Drucker came to Pittsburgh after the war because a paternal uncle lived here. During Reznick’s childhood, she recalled regular picnics with extended family at White Swan Park, a small amusement park that operated from 1955 to 1989 near the border of Moon and Findlay townships.

The family attended Congregation Poale Zedeck for several years and later became members at Congregation Beth Shalom.

After Harry and Esther Drucker downsized and moved into the Beacon Place apartment building, he started to speak a little bit about the war. He recorded one video testimony about 20 years ago. Another, which a National World War II Museum staffer came from New Orleans to shoot, was recorded 10 days before Drucker died.

Esther Drucker died about four years ago, during the pandemic. She was 92.

“My mom was always talking, and I’m sure he missed that,” Jeff Drucker said. “He really missed her. As time went on, it got better, but it’s been really tough.”

In recent years, Drucker bonded with his great-granddaughter, now 4, family members said.

Jeff Drucker loved his father’s pre-war stories, which he said, “were so different from what most people hear from their parents and grandparents.” One story he recalled was how Drucker, whose father was a butcher, would carry a slaughtered calf on his back and walk into a nearby town to sell it.

In a sense, he later was “still that same kid from a small village,” Jeff Drucker said. “Even before he opened that tailor shop, though, everyone just loved him — everyone just loved being around him, talking with him.”

Ralph Schugar Chapel held services on May 29 for Drucker. He was buried at Beth Shalom Cemetery.
Jeff Drucker recalled some of his father’s philosophies — including “don’t judge a person by their society” — but hasn’t formed concrete opinions yet on what, precisely, defined his father.

“I haven’t dwelled on it much myself,” he said. “The last four weeks, it’s been tough to think about it.”

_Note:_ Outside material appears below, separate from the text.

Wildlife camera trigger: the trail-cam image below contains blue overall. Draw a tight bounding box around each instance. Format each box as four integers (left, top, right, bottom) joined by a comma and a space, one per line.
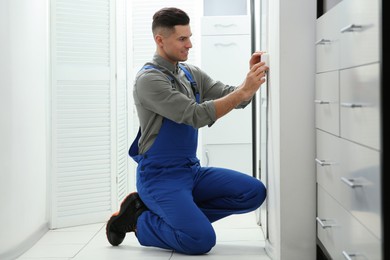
129, 64, 266, 255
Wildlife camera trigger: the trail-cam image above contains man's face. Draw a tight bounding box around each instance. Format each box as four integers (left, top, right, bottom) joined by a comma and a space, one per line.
159, 25, 192, 64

Harry Drucker reflected on just that when talking to the Chronicle last summer.

“We lived in the darkest days in human history, and I made it,” he said. “You survive. You work and build, get married and be with family. I was lucky to do everything, and life goes on.”

“I am 100 almost,” he added. “I never believed I’d make it the next hour. But I’m here.” PJC

Justin Vellucci is a freelance writer living in Pittsburgh.